Now that Paul Feig's reworking of the 1984 hit is finally on the big screen, it's actually disappointing to say the new film is far more enjoyable than the unbearable Ghostbusters 2 (you know a movie sucks when its sole virtue is a Bobby Brown song) or that terrible cover that Fall Out Boy made of Ray Parker Jr.'s original theme song.

Ghostbusters

78 Cast: Melissa McCarthy, Kristen Wiig, Kate McKinnon, Leslie Jones, Chris Hemsworth, Neil Casey, Cecily Strong, Andy Garcia, Charles Dance, Ed Begley Jr.

Director: Paul Feig

Rating: PG-13, for supernatural action and some crude humor

Running Time: 116 minutes

Feig's last few films, like Spy and Bridesmaids, have impressively balanced gross-out humor and compassion for his sometimes troubled characters. With the former, Feig also demonstrated an eye for staging action scenes that made his movies look far more expensive than they actually were.

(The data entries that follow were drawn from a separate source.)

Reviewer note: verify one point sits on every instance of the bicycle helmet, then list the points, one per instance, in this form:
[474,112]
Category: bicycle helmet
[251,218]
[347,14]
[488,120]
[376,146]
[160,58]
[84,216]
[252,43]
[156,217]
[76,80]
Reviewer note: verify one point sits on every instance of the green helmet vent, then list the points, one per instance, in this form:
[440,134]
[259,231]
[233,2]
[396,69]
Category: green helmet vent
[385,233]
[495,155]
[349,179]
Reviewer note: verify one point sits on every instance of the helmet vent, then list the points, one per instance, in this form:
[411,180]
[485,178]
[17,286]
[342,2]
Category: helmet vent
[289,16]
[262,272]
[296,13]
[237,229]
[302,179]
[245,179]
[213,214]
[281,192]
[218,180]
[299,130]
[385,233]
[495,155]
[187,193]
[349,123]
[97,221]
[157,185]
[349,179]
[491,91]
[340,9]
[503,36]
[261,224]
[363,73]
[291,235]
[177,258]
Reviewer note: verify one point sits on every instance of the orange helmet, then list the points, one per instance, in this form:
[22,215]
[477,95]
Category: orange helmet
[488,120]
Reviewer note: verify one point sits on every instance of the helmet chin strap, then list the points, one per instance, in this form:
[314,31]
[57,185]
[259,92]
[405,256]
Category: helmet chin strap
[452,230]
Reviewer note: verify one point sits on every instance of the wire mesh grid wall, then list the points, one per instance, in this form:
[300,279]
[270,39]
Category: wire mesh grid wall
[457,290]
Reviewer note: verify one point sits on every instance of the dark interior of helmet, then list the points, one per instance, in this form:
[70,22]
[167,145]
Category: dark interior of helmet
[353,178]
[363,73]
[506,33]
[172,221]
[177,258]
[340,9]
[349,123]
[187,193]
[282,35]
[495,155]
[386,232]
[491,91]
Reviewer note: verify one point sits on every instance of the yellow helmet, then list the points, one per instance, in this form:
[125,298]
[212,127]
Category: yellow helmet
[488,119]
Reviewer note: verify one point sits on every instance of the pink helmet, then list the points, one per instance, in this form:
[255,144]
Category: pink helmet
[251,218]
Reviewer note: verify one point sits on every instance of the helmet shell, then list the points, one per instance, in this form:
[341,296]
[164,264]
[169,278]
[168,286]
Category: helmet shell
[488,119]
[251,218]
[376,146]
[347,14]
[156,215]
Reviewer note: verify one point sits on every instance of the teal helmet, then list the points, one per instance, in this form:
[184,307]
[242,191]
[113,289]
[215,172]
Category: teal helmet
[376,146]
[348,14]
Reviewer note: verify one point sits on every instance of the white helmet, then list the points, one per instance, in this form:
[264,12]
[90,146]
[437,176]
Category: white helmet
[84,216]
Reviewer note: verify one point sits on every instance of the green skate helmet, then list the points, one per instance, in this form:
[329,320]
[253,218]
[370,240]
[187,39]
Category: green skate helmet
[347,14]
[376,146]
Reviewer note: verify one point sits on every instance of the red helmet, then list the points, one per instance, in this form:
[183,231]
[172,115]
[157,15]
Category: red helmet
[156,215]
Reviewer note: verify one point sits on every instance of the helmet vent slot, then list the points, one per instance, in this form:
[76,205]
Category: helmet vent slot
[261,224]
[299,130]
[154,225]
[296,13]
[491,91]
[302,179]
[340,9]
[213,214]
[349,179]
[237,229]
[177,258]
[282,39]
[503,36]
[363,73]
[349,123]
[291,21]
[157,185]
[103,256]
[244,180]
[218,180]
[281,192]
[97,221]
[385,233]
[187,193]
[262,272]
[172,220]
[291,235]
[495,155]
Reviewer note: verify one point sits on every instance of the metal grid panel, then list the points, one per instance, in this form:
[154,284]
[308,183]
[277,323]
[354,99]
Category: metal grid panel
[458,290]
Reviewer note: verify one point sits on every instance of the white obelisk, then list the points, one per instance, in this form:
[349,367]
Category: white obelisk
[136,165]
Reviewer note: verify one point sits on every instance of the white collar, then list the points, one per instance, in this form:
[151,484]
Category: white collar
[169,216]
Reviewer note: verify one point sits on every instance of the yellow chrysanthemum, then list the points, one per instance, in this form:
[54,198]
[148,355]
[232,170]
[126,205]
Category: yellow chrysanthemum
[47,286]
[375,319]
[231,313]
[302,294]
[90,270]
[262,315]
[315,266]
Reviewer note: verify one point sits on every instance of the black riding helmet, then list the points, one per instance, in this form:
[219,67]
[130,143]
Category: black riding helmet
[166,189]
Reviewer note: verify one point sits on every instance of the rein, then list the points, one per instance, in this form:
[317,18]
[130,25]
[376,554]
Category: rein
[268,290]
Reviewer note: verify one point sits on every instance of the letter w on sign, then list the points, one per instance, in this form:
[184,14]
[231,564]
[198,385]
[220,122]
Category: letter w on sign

With his new take on Ghostbusters, Feig and just about everything else in the film seem subdued by special effects that are both cluttered and obligatory. Feig's comedies have tended to be character driven, and that's hard to set up when viewers are expecting legions of ghosts to not be afraid of.

To their credit, Feig and co-screenwriter Katie Dippold drop lots of little nods to Dan Aykroyd and the late Harold Ramis' original tale, but for the most part act as if the previous film and Parker's catchy question never happened.

In this version Kristen Wiig plays Erin Gilbert, a Columbia University physics professor who's on the verge of getting tenure. Because her career is on the line, she hopes that the world will forget an obscure book she wrote with her childhood pal Abby Yates (Melissa McCarthy) about the paranormal. The two former friends wind up reuniting when they discover the phenomena they explored but couldn't prove in print are now happening all over New York.

Joined by wisecracking gadget guru Jillian Holtzmann (Kate McKinnon) and Patty Tolan (Leslie Jones), a transit employee whose brain has a built-in Google Maps, the new Ghostbusters develop ways to combat and trap malevolent spirits despite the fact that the city and the media discount their existence. With limited resources, they have to settle for hiring the male equivalent of window dressing. Kevin (Chris Hemsworth) can't take a message to save his life and is a fountain of bad ideas.

Then again, with his abs and dance moves, he almost makes up for the fact that answering the phone isn't part of his skill set. The team members find their workload increasing because a disgruntled janitor (Neil Casey) has been summoning specters to attack people he thinks have wronged him.

Feig and Dippold have the unenviable task of making up a worthwhile new story while keeping fans of the first movie -- like me -- happy. Some of the gags seem lazy (perfunctory cameos by Aykroyd and Sigourney Weaver), but others are inspired. Hemsworth has a ball lampooning his superhero image, and Bill Murray's brief turn as a Ghostbuster skeptic is expectedly funny.

It's nice to see Murray given something interesting to do, and he forces the new cast to rise to the challenge.

As she does in just about every episode of Saturday Night Live, McKinnon walks away with the film. Her geeky but ornery countenance is a lot more fun to watch than the sketchy longtime friendship between Wiig and McCarthy. Developing that relationship could have resulted in some more fully realized sequences and given the story more depth and laughs. Wiig and McCarthy, for the most part, serve as decent straight women to McKinnon and Jones, but it seems as if Feig is underutilizing his formidable leading ladies.

Perhaps he could have spent less time showing off armies of flying apparitions. After a while, it's easy to become more exhausted than haunted by all the ghosts.